Nan's Walk
Thursday, January 5, 2006
Our last day in Auckland before heading to the South Island. I wanted to see Eden Gardens, which I had read about. Frank found it on the map of Auckland and said "Let's walk--we'll have a chance to see some of the city along the way." I was skeptical--and it turned out I should have been! By the end of the day, we had walked about 10k (Frank's estimate, not mine, which may have been more like ten MILES according to my agonized calf muscles)...but, we did see lots of cool things!
First stop, (after a LONG walk to get there, and then an extremely steep slope climb up) a collapsed volcanic cone atop Mt. Eden--way up Mt. Eden. This site, which is sacred to the local Maori, is pretty impressive, and offers a great view out over Auckland. The amusing part was to look over the very steep edge and find cows grazing unconcernedly, inches from the edge!

So, volcano crater duly viewed and pondered, on to the gardens...but where were they? No-one we asked knew. I couldn't see a way down from the side where I thought they were, according to my map. So, back down the way we had come up--did you know that even going DOWN an extremely steep slope hurts your leg muscles? Then, around, and around, and around the bottom of the mountain, then up again, then down again--where were these darn gardens anyway?? Finally came upon the ornate gates outside Government House, where there was an intercom for inquiries--so I pressed, and asked, and a lovely helpful Kiwi told me exactly where to go--no, really, where to go to find the gardens, which were, by then, only a few blocks away. Having come so far, we pressed on, and finally arrived at the famous gardens...about 40 minutes before closing time.
Nevertheless, we went in and managed to slip inside the cafe doors just as they were being closed, to buy something to cool us down and ease our parched throats--did I mention it was also very hot that day? We opted for a local specialty called 'Lemon and Paeroa' which, I must confess, tastes sort of like weak lemonade laced with cough syrup. But it tasted like ambrosia that day!
These gardens have been created by community members, using all donated funds and volunteer labour, in the confines of an abandoned quarry. So it has, you guessed it, very steep paths up and down and all around! However, it was quite lovely, with lots of beautiful native vegetation such as ferns, and some really nice collections of exotic plants like bromeliads. I think it would be really spectacular in spring, when all the rhododendrons and azaleas would be in bloom. Now it is mostly green and peaceful. An unusual feature, however, is that almost everything is labeled with a donor's name: plants, trails, seats, even rocks--I guess to keep the donations coming, they have to offer some kind of lasting recognition of the donors. So, I had to laugh when one of the trails near the exit was entitled 'Nan's Walk' (info for non-family: as a grandmother, I am called 'Nan')--certainly appropriate to our adventures that day!

As we walked back towards the city centre, I spied a bus shelter--and a bus!
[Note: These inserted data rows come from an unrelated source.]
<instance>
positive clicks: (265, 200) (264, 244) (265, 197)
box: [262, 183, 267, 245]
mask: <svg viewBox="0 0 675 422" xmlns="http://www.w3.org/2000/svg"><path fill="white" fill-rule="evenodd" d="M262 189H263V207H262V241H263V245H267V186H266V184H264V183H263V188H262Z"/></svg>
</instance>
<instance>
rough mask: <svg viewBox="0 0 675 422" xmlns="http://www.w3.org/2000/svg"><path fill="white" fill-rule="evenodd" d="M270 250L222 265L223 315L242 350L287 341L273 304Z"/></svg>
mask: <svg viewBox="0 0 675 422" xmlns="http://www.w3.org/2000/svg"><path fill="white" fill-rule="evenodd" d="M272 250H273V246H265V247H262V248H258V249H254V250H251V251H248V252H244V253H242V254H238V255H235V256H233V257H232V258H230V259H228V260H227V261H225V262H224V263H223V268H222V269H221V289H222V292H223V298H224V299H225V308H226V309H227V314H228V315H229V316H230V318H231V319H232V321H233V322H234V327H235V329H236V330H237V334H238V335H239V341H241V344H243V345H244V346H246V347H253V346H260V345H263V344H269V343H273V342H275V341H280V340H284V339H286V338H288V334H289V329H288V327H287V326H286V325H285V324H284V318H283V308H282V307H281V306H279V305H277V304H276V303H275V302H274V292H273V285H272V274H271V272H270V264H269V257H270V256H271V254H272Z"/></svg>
For a mere $1.50 each, we rode this blessed chariot all the way back to The Columbard. Hurrah! Next time, we take the car...
Last stop of the day, the pub next door to our apartment, called The Bluestone Room, inside one of Auckland's oldest stone buildings. Frank is becoming quite fond of Kiwi beer (Tui, Speights, Monteiths) and downed a coupla cool ones, accompanied by an order of kumara chips (kumara are very like our sweet potatoes, but not quite as orange or as sweet). Feeling somewhat restored, we tumbled into bed, alarm set for a very early start on our long southward journey.